Land Banking:
Wikipedia.org: “Land banking
is the practice of purchasing land with the intent to hold on to it until such a
time as it is highly profitable to sell it on to others for substantially more than
was initially paid. Land is becoming increasingly popular as an investment
due to the benefit of it being a tangible asset as opposed to Shares or Bonds.
This type of investment has gained such popularity it is now possible to land bank
worldwide and there are several firms set up to offer opportunities to do so.
Parcels of land desirable for “Land Banking”
are those that lie directly in the growth path of rapidly developing cities. The
initial goal is to buy undeveloped land that will increase in value because it lies
in the path of urban growth. The key is to identify these parcels well in advance
of the developers and wait for their values to mature. With diligent research, financing
and managing of a land banked property, one can realize a [potentially] handsome profit upon the
sale.
Land Banking primarily focuses on the purchase
of strategically located raw land in the path of development.”

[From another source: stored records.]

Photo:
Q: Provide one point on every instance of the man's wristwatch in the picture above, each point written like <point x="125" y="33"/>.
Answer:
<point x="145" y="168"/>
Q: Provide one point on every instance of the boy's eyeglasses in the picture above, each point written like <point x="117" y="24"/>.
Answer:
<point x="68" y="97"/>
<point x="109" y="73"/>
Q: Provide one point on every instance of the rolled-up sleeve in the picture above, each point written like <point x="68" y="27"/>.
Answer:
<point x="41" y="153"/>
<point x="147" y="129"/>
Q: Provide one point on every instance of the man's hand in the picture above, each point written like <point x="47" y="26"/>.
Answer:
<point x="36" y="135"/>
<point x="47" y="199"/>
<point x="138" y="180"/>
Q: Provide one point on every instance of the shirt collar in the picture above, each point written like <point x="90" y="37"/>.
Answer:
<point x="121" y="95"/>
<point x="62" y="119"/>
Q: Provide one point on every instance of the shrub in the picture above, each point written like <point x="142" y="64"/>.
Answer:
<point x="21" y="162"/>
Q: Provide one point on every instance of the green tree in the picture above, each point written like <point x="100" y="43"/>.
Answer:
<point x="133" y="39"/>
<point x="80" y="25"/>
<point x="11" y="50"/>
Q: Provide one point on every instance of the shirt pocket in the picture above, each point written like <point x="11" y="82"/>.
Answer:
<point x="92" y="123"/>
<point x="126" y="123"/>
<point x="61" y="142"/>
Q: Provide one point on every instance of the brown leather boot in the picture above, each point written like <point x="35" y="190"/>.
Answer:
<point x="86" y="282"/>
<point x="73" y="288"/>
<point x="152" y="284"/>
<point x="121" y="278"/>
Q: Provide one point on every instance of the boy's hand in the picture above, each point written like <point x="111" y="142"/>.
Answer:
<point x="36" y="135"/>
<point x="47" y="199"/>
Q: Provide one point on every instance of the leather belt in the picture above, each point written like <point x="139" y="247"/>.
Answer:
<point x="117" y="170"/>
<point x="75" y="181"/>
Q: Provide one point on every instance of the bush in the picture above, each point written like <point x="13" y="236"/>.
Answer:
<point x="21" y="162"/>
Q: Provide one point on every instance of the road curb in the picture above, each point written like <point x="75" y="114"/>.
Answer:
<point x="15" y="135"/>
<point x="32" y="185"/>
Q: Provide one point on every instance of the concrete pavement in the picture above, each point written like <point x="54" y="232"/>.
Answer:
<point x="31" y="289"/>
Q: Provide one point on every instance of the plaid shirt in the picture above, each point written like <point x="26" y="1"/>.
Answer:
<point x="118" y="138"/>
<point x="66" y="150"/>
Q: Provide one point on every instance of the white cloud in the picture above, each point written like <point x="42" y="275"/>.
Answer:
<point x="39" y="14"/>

Typically these types of investments were outside
the reach of individual investors. In the past Land Banking was only within
the reaches of:
- Governments
- Pension Funds/Institutions
- Large Corporations
- Developers/Home Builders
- Wealthy Families
Now Land Banking is within the reaches of individual
investors.
Typical land owners sit on raw land and sell for a profit in the future,
however there are other steps beyond ‘sitting on land’. These other steps are known as entitling or zoning the
land prior to developing the land for commercial or residential use. It is
laborious and lengthy process whereby the land bank company must meet with state
and local municipalities, create and provide detailed schedules and obtaining the
proper permits to entitle the land or zone. During this process attorneys, architects,
landscape architects, surveyors, civil engineers, geotechnical and environmental
consultants and site development contractors must be consulted.
The typical entitlement process can take anywhere
from 1-2 years before any piece of dirt is ever moved. And this is where the most
profits are realized since the average investor does not have the finances, resources,
and time to take raw land to the next stage.
Since raw land does not for the most part generate
cash flow, any gains are deferred until the land is sold is typically taxed at long
term capital gain rates (investors should seek their own tax and legal counsel).